La Théorie de l’information, d’Aurélien Bellanger

Cette fiction autobiographique sur Xavier Niel est l’inverse d’un page turner. Autant dire que c’est du lourd, que la page est pesante, qu’on n’avale pas comme ça le nombre d’informations, justement, distillées dans La Théorie de l’information. Malgré tout, cela demeure d’une pesanteur séduisante, et parfois même passionnante.

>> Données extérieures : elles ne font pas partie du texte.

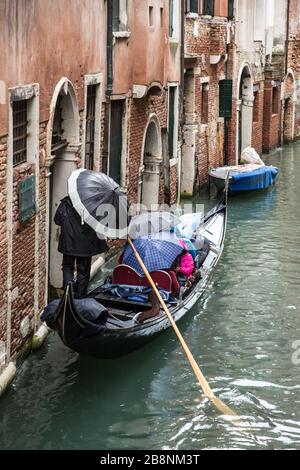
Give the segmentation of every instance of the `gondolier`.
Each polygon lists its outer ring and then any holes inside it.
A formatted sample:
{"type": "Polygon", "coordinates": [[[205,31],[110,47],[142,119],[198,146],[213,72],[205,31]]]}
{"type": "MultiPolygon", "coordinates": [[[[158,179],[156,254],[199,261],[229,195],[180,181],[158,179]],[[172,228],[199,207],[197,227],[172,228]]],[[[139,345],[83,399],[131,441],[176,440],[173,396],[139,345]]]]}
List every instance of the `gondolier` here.
{"type": "Polygon", "coordinates": [[[58,251],[63,254],[64,288],[74,281],[76,264],[77,279],[74,292],[77,298],[83,298],[87,294],[92,257],[105,252],[108,249],[107,244],[82,221],[69,196],[62,199],[54,222],[61,227],[58,251]]]}

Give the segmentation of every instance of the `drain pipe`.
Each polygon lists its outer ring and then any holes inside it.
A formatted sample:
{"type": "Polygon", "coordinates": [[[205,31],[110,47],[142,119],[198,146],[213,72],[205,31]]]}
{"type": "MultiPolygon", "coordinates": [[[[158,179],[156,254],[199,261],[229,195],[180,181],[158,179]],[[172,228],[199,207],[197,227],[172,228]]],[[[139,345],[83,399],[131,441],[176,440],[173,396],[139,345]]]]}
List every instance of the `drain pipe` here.
{"type": "Polygon", "coordinates": [[[178,197],[177,204],[181,199],[181,170],[182,170],[182,139],[183,139],[183,108],[184,108],[184,52],[185,52],[185,0],[181,0],[181,48],[180,48],[180,130],[181,148],[178,162],[178,197]]]}
{"type": "Polygon", "coordinates": [[[285,77],[287,76],[288,67],[289,67],[290,6],[291,6],[291,0],[287,0],[286,45],[285,45],[285,77]]]}
{"type": "Polygon", "coordinates": [[[106,95],[111,96],[113,90],[113,2],[107,2],[107,86],[106,95]]]}

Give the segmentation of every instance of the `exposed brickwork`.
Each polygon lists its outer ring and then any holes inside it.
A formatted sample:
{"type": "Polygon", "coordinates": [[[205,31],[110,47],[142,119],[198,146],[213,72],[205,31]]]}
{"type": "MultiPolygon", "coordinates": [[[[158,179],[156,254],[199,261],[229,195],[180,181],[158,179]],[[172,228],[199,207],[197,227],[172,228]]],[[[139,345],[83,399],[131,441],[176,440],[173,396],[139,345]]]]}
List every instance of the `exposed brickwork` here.
{"type": "Polygon", "coordinates": [[[13,243],[12,243],[12,290],[16,299],[12,302],[12,343],[14,354],[22,346],[20,335],[22,319],[34,316],[34,262],[35,262],[35,217],[21,224],[19,222],[19,184],[28,176],[34,175],[30,163],[14,169],[13,177],[13,243]]]}
{"type": "Polygon", "coordinates": [[[279,135],[281,129],[281,114],[280,114],[280,93],[277,93],[277,110],[276,114],[273,113],[273,86],[272,81],[265,80],[264,91],[264,125],[263,125],[263,151],[268,153],[278,147],[280,144],[279,135]]]}
{"type": "Polygon", "coordinates": [[[7,137],[0,138],[0,341],[6,341],[6,305],[7,305],[7,223],[6,223],[6,165],[7,137]]]}
{"type": "MultiPolygon", "coordinates": [[[[187,18],[186,20],[186,68],[195,71],[195,122],[198,128],[196,142],[196,181],[199,188],[208,181],[208,170],[223,165],[224,161],[224,120],[219,118],[219,81],[226,77],[227,19],[208,20],[187,18]],[[216,65],[210,64],[211,55],[219,56],[216,65]],[[194,56],[194,58],[192,57],[194,56]],[[208,79],[208,81],[206,81],[208,79]],[[208,120],[203,123],[201,110],[202,87],[208,88],[208,120]]],[[[187,96],[185,96],[187,100],[187,96]]],[[[185,110],[186,111],[186,110],[185,110]]],[[[231,148],[230,148],[231,150],[231,148]]]]}
{"type": "MultiPolygon", "coordinates": [[[[138,202],[139,172],[143,165],[143,147],[144,137],[151,115],[155,115],[161,129],[167,127],[168,99],[167,92],[164,91],[161,96],[148,96],[142,99],[133,99],[130,106],[129,125],[129,166],[127,175],[128,199],[130,203],[138,202]]],[[[160,201],[163,200],[163,181],[162,168],[160,184],[160,201]]]]}
{"type": "MultiPolygon", "coordinates": [[[[298,1],[290,0],[290,27],[289,27],[289,42],[288,42],[288,73],[293,73],[293,83],[286,83],[286,87],[292,85],[292,99],[285,104],[288,110],[285,112],[284,123],[284,139],[290,140],[291,136],[291,121],[294,121],[293,136],[300,138],[300,24],[298,16],[298,1]],[[293,103],[294,101],[294,103],[293,103]],[[294,105],[294,106],[293,106],[294,105]],[[294,108],[294,109],[293,109],[294,108]],[[294,116],[291,118],[290,114],[294,116]]],[[[287,77],[288,80],[289,77],[287,77]]],[[[291,92],[287,90],[286,92],[291,92]]],[[[289,93],[290,94],[290,93],[289,93]]]]}
{"type": "Polygon", "coordinates": [[[258,84],[253,106],[252,147],[259,155],[263,151],[263,122],[264,122],[264,82],[258,84]]]}

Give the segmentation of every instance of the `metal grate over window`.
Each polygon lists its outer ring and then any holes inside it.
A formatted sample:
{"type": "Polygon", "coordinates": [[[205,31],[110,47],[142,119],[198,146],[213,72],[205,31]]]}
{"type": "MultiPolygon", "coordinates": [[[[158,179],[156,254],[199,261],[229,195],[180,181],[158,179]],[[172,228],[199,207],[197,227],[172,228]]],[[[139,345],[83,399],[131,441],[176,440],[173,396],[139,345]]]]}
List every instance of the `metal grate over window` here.
{"type": "Polygon", "coordinates": [[[27,101],[13,102],[13,165],[27,160],[27,101]]]}
{"type": "Polygon", "coordinates": [[[85,165],[93,170],[95,155],[95,118],[96,118],[97,85],[87,87],[86,133],[85,133],[85,165]]]}

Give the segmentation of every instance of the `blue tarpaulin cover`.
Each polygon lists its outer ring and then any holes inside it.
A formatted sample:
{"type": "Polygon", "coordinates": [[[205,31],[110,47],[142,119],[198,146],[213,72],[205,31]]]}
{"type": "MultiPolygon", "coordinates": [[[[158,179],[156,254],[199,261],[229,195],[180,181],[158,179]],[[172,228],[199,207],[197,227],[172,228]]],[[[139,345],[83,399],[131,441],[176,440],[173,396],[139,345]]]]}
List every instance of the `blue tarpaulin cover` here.
{"type": "Polygon", "coordinates": [[[265,189],[271,186],[277,176],[278,169],[272,166],[263,166],[246,173],[231,174],[230,191],[251,191],[265,189]]]}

Parce qu’Aurélien Bellanger est l’auteur d’un essai littéraire sur Houellebecq dans le droit fil de son aîné Dominique Noguez, on a beaucoup écrit, et un peu paresseusement, que « La Théorie de l’Information » était un roman houellebecquien. D’ailleurs, le modèle du roman, le président de Free, Xavier Niel en personne, notre Steve Jobs hexagonal, l’a concédé au magazine Le Point : houellebecquien, il a dit, en parlant finalement de lui-même. Marrant.

Mais scientifiquement, in fine, vraiment houellebecquien ?

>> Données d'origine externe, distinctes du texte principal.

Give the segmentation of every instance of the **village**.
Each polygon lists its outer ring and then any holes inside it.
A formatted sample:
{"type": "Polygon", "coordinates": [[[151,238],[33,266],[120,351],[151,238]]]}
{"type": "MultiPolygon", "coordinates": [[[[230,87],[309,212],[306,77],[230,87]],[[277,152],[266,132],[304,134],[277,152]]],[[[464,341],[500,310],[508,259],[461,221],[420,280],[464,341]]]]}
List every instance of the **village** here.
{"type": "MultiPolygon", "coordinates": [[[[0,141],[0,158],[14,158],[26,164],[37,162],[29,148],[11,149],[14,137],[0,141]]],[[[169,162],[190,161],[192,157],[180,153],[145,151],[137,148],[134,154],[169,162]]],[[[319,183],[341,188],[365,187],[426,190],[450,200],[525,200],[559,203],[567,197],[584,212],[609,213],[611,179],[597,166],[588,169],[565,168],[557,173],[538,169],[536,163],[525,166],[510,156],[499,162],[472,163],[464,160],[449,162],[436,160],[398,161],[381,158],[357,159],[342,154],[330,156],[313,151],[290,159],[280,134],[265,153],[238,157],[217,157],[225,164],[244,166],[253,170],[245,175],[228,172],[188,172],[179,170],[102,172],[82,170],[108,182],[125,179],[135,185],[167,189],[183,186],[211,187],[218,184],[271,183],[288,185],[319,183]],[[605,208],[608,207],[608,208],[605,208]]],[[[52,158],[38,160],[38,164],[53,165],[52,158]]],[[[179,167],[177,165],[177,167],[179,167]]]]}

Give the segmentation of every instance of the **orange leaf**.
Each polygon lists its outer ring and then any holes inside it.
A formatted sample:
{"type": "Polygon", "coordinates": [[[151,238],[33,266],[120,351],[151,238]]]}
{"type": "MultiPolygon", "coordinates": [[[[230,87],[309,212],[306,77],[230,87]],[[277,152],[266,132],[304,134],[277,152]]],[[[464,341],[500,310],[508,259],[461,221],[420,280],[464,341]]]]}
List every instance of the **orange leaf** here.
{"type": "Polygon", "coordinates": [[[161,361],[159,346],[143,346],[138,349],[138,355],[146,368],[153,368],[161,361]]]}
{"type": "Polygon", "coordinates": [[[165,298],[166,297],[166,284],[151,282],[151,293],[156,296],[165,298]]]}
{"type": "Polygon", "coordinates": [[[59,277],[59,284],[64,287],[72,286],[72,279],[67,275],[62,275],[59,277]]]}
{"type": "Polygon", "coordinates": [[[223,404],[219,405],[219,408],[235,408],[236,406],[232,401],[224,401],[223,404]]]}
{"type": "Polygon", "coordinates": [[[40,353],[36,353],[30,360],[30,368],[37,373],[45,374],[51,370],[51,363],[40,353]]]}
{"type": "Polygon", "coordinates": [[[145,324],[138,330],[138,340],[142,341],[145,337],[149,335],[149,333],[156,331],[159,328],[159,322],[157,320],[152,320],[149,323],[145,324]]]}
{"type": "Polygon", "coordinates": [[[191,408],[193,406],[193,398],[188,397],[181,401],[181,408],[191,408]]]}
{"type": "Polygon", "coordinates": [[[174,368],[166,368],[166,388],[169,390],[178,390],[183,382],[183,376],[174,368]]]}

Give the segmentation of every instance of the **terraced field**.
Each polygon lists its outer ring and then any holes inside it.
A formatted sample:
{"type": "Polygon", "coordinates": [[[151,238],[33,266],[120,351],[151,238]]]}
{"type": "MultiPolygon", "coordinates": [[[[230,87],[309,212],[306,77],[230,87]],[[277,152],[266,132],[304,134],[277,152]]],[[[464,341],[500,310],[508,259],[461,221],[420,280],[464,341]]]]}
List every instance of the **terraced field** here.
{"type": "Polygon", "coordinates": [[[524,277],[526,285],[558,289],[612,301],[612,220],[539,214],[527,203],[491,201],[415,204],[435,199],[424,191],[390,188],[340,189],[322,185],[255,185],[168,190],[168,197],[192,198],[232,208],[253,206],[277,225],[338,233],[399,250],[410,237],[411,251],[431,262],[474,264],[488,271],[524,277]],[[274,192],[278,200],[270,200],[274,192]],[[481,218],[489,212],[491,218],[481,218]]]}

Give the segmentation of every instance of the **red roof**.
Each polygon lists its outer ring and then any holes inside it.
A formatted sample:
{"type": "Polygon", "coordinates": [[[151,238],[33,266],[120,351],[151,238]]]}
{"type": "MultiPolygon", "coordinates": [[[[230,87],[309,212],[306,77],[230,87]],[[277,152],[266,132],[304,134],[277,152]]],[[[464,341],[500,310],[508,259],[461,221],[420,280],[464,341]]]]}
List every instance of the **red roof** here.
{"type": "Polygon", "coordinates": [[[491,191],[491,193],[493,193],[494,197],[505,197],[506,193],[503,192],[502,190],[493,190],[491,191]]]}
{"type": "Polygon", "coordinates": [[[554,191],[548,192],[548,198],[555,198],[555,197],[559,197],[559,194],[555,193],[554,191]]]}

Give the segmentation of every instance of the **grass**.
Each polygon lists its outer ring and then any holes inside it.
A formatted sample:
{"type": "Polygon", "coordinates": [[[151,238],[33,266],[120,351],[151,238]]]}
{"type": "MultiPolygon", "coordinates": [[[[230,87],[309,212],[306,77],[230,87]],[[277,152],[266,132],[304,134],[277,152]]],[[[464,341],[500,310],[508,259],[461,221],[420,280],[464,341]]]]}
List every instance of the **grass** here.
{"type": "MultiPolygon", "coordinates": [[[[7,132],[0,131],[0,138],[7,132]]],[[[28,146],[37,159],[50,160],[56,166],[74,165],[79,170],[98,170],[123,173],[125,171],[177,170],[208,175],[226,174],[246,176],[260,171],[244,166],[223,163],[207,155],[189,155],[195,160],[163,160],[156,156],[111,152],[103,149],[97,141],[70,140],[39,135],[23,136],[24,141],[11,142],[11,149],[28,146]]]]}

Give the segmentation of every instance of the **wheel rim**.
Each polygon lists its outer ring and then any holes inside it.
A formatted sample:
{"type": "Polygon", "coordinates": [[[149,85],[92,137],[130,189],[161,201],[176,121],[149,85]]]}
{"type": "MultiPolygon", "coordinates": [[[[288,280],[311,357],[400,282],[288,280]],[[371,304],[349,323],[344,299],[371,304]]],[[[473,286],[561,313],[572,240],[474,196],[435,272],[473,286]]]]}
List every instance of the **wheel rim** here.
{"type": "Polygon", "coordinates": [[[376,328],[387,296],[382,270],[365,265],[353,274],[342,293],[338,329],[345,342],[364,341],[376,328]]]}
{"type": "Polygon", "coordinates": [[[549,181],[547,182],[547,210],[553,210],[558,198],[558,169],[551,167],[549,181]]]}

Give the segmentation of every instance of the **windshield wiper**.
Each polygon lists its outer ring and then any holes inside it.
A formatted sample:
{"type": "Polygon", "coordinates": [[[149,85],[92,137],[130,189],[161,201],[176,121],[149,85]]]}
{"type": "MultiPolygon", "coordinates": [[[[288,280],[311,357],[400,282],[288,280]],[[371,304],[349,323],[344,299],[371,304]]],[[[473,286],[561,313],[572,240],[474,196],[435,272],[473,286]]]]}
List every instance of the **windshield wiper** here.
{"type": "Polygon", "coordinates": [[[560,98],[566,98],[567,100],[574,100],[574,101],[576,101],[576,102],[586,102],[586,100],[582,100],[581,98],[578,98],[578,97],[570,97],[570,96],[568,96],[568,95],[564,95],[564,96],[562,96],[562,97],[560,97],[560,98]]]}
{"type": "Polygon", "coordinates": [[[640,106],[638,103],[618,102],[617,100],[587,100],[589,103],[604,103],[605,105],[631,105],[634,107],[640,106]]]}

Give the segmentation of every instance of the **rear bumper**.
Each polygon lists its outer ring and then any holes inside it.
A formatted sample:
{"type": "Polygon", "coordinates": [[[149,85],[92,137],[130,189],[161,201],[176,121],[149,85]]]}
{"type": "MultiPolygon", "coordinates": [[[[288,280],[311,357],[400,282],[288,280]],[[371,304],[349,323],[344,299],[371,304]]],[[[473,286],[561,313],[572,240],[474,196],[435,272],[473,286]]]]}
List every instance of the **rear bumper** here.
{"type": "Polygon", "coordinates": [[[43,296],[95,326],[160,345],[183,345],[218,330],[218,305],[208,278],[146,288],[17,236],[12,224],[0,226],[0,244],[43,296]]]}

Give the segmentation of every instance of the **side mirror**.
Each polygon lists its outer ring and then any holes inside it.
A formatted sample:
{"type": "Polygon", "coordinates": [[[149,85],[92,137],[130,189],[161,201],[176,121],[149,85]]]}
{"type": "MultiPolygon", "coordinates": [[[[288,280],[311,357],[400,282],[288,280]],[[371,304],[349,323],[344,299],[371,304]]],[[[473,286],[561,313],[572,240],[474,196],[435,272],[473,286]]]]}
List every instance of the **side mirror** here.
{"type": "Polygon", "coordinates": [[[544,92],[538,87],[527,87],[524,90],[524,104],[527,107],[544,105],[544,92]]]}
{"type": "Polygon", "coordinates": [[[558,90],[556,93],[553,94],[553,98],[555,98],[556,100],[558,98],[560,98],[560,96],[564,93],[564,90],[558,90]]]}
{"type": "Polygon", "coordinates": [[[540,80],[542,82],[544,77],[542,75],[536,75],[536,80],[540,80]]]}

En fait, la vraie réponse devrait plutôt être à notre avis : oui et non. Oui, il est vrai que l’enfance de Pascal Ertanger (et non pas Etranger comme on pourrait facilement le lire), c’est-à-dire le double fictionnel de Xavier Niel, ressemble assez à l’enfance de Michel dans les Particules élémentaires. Surtout dans sa manière d’être traitée sociologiquement, à l’intérieur du cadre néo bourgeois des villes nouvelles des années 1960-1970, créées à l’ouest de Paris sur ordre du Général de Gaulle afin de desserrer ce qu’on appelait alors « la ceinture rouge » qui faisait peur.

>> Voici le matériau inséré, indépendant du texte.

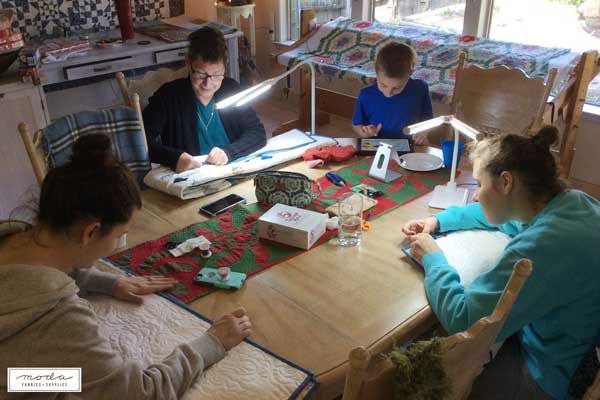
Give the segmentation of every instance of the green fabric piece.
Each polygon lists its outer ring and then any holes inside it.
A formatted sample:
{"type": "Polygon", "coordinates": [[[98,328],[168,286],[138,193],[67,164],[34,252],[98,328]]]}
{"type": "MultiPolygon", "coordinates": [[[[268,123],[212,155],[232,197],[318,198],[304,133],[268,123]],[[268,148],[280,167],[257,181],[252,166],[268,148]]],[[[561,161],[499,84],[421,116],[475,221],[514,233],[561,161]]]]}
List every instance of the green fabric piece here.
{"type": "Polygon", "coordinates": [[[388,355],[396,367],[394,399],[439,400],[448,397],[451,387],[442,363],[443,338],[394,347],[388,355]]]}

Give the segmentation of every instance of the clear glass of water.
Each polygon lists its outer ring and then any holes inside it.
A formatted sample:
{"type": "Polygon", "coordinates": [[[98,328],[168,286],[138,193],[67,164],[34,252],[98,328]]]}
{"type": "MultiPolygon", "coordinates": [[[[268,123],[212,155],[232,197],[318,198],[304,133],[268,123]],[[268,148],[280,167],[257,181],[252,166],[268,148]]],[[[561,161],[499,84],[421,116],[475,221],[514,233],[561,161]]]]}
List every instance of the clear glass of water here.
{"type": "Polygon", "coordinates": [[[340,246],[356,246],[362,239],[362,196],[346,193],[338,199],[338,241],[340,246]]]}

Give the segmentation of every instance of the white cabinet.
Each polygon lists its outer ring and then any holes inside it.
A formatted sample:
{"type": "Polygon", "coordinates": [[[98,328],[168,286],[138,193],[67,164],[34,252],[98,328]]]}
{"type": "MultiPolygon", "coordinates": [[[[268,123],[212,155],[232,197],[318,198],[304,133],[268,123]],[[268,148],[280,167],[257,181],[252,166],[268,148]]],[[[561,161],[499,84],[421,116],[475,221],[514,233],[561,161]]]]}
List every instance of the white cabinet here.
{"type": "MultiPolygon", "coordinates": [[[[10,74],[11,71],[7,72],[10,74]]],[[[7,219],[17,206],[37,193],[37,182],[29,157],[17,131],[27,122],[31,132],[48,125],[48,113],[41,86],[0,80],[0,220],[7,219]]]]}

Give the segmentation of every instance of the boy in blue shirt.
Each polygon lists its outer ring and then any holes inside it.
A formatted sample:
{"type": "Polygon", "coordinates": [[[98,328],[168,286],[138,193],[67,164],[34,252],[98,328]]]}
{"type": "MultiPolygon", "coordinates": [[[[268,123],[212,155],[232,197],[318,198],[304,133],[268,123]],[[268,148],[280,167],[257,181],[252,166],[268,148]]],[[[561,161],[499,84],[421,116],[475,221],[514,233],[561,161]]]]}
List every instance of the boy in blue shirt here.
{"type": "MultiPolygon", "coordinates": [[[[402,130],[433,117],[429,87],[412,79],[417,54],[407,44],[391,42],[375,58],[377,82],[360,91],[352,128],[360,137],[407,139],[402,130]]],[[[427,136],[414,136],[416,144],[427,144],[427,136]]]]}

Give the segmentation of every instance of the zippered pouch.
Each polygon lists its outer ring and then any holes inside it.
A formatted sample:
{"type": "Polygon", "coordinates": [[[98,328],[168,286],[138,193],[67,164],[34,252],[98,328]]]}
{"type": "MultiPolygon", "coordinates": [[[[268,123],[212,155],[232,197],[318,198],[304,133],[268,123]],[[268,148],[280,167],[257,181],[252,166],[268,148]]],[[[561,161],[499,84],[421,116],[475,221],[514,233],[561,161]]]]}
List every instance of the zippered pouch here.
{"type": "Polygon", "coordinates": [[[254,186],[258,202],[271,205],[304,207],[321,196],[319,183],[297,172],[262,171],[256,174],[254,186]]]}

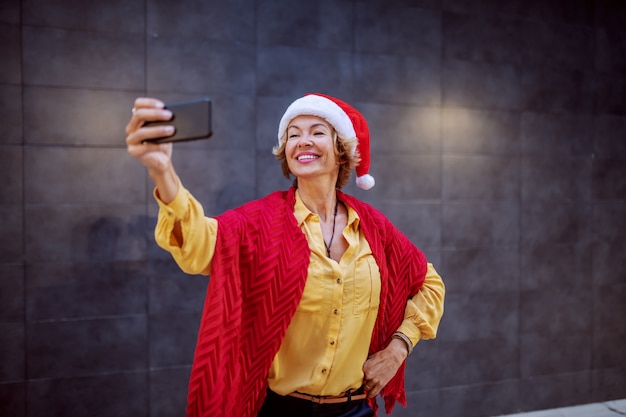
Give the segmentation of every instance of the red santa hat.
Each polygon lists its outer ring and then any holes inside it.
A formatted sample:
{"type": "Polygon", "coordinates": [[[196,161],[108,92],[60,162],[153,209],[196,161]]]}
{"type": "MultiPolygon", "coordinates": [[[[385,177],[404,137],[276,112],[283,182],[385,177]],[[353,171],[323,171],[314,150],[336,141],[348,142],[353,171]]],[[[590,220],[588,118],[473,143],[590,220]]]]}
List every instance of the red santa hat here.
{"type": "Polygon", "coordinates": [[[278,125],[278,142],[298,116],[317,116],[332,125],[342,139],[356,139],[361,161],[356,167],[356,185],[369,190],[375,184],[370,170],[370,131],[361,113],[348,103],[324,94],[310,93],[291,103],[278,125]]]}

Mais non aussi, car il n’y a quasiment jamais, dans la phrase d’Aurélien Bellanger, le nécessaire délestage qu’a toujours constitué chez Houellebecq, son impalpable ironie ; ce que beaucoup d’incertains ont appelé, en simplifiant un peu énormément : son humour.
En fait, s’il fallait absolument trancher, La Théorie de l’information est surtout un roman balzacien. Pas un des meilleurs de Balzac, disons-le tout net, mais qui serait tout de même à Internet ce que Illusions perdues aura été à l’imprimerie. Aurélien Bellanger ne se cache d’ailleurs pas, en entretien, d’avoir lu ou relu, allez donc savoir, « toute » La Comédie Humaine avant d’avoir pondu son pondéreux premier roman. Mais le fait est que dans les meilleurs passages de son livre (par exemple, la traversée du quartier du Sentier, la nuit, à l’aube des années 2000), à découvrir comme dirait mon libraire, cela se sent bien. Bellanger ou la mythologie geek française.

La Théorie de l’information, d’Aurélien Bellanger, éd. Gallimard, 496p., 22,50€.